Kristin M. Daly, MSN, ANP-BC, AOCNP, highlights the difference between somatic and germline variants.
Many individuals are surprised to learn that most cancers are driven by somatic variants and not germline variants, according to Kristin M. Daly, MSN, ANP-BC, AOCNP.
Daly, who is a nurse practitioner at Siteman Cancer Center at the Washington University in St Louis School of Medicine, recently delivered a Precision Medicine Primer and Case-Based Workshop as part of the nursing track at the 40th Annual Miami Breast Cancer Conference®. During her presentation, Daly explained the different between genetics and genomics, noting that genetics are the study of genes and their effects, and specifically, it is the study of how genes are inherited and can create conditions or illness. Genomics, on the other hand, is the study of all of an individual’s genes (their genomes) and how they interact with one another and with the environment within that person, and how this contributes to illness.1
Along with the difference between genetics and genomics, oncology nurses should understand the difference between somatic and germline variants.
As Daly outlined in her presentation, somatic variants are acquired. These are changes in the cells of the body or tumor that occur following conception. They are not inherited and will not be passed to children because they are not present in germ cells. Moreover, somatic variants can be positive, negative, or neutral.

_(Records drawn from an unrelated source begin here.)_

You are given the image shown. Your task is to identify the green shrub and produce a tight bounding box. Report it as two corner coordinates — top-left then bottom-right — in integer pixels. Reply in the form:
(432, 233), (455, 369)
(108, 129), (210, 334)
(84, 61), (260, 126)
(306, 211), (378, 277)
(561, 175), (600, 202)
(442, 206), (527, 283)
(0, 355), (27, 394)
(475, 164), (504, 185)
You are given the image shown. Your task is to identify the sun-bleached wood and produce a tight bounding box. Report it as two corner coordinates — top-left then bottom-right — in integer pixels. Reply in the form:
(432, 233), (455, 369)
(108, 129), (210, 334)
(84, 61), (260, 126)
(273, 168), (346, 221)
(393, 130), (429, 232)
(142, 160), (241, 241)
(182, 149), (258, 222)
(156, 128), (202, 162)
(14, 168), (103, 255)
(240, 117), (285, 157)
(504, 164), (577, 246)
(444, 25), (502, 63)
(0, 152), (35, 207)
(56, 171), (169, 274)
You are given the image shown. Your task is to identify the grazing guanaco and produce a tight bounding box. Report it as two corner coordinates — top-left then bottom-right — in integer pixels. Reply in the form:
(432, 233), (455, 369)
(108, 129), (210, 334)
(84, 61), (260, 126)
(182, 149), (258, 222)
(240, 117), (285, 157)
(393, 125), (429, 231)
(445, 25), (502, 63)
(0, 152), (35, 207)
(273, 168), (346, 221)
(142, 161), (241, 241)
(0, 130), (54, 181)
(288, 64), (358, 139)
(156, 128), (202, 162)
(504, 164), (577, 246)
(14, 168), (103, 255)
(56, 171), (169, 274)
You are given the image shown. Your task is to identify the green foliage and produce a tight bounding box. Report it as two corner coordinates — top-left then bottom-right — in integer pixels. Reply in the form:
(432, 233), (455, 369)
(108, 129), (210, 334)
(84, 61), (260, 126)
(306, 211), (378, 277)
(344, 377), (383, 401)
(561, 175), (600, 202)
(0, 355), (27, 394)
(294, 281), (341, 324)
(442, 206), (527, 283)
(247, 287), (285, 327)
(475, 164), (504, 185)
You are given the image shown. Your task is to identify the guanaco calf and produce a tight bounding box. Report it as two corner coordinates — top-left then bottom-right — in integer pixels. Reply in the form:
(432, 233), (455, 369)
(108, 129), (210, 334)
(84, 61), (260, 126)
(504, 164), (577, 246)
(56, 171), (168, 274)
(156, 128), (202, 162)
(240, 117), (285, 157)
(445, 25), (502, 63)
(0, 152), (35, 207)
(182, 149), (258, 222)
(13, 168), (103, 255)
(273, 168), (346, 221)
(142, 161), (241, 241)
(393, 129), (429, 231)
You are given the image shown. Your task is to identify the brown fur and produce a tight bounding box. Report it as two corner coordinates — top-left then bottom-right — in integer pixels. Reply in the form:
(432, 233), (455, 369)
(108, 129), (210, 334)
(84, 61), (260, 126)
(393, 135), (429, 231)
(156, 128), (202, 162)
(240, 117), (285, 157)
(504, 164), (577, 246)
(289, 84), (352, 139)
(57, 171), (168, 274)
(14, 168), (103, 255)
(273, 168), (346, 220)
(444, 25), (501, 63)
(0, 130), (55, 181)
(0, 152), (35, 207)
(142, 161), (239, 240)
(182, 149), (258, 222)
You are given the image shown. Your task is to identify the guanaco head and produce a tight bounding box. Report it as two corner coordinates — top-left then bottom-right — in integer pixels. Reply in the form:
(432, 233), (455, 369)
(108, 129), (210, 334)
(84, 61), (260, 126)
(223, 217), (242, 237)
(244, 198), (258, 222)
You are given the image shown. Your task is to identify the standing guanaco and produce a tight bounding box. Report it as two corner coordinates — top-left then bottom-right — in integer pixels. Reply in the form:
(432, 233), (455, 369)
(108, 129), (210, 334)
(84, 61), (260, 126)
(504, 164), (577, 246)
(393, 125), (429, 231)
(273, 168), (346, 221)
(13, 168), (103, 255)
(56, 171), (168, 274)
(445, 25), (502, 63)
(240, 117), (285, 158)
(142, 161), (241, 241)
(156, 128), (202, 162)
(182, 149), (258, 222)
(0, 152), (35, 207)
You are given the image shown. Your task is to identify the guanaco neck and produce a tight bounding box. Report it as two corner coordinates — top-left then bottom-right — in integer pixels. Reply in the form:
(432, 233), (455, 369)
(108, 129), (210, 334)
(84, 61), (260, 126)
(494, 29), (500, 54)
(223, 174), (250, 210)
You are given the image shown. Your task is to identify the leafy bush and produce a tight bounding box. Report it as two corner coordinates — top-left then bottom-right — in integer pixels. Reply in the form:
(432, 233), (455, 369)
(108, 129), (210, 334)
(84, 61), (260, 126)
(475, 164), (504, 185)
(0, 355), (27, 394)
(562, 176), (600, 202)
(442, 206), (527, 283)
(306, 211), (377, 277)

In contrast, germline variants are inherited. These changes are present in the germ cells (sperm or egg) and are therefore present in every cell of an individual. These can be passed to children, and often thought of as risk or susceptibility biomarkers. However, these are less common oncogenic drivers; they only represent about 5% to 10% of cancers.2
“The vast majority of biomarkers that we’re going to be testing for are going to be somatic,” Daly emphasized. “[Somatic] comes from the word soma [meaning] body. So somatic [variants] are changes that have occurred in the body after conception. They are not inheritable.”
“People are often surprised to know that only about 5% to 10% of cancers are caused by germline or inherited variants,” she noted. “That even sometimes surprises some oncology nurses. I was surprised when I first found that out. Still, it’s important to know. In breast cancer, [individuals] can have both germline and somatic [variants] and it’s important to know which.”
She noted that in with breast cancer, there are women with germline BRCA mutations cancer, but that it is not always the case. As an oncology nurse, it is important to understand a patient’s individual cancer, and help them to understand the potential risk they could pass to children and descendants.
“We do have patients who have BRCA-positive cancer, but it’s not germline,” Daly explained. “That means it can’t be passed on to their children and their descendants. That’s important to know. You can understand how a patient might find that very confusing or be worried if we’re [to say] ‘You have this [variant], and we have this therapy.’ Patients, by and large, aren’t going to know the difference between germline and somatic.”